姉が3人もいると、長男とはいえ介護の負担はかなり軽減されるのではないだろうか。西浦さんをはじめ、3人の姉たちはみな実家からそう遠くない市内に住んでいる。
「それが、私たちもみんな義父母と同居してるんですよ。介護真っ只中の姉もいるので、実の親とはいえ、そうたびたび実家に通えるわけではないんです」
昔ながらの「家」の考え方の残る覚さんの町では、親の介護をするのは、同居する長男家族の務めという暗黙の了解があるという。ましてや小平家は代々続く専業農家。女3人の後に生まれた待望の後継ぎである覚さんにとっては、息苦しい環境だったようだ。大学を卒業した覚さんは、逃げ出すように関西の企業に就職したものの、数年で帰郷した。
「覚は、よくいえば優しい子なんですが、気弱。都会での生活は向いていなかったんだと思います」
覚さんは、地元の小さな会社に再就職。30歳を過ぎて、親戚が持ってきたお見合いで静江さんと結婚し、親とも同居した。
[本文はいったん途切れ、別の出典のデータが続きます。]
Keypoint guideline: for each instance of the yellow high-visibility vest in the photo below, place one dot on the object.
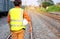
(16, 19)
「実は実家には、父の姉もいたんです。病弱だったので、ずっと独身で。おまけに父の弟も独身で、実家から車で30分ほどの場所に1人で暮らしていました。小姑、小舅がいるのを承知でお嫁に来てくれた静江さんには感謝しています」
覚さん夫婦は共働き。覚さんは週末に農業を手伝うこともあったが、両親が2人で農業を続けていた。その後一人息子にも恵まれた。
「後継ぎとなる孫もできて、両親も安心だったと思います。甥も、『大きくなったら農家になる』なんて言って両親を喜ばせていました」
夫婦と子ども1人に対して、70歳以上が4人(!)。近い将来の日本を暗示するような家族構成は、なにかが揺らぐと、将棋崩しのように簡単に崩れてしまう。両親や伯母、叔父の老いは一気にやってきた。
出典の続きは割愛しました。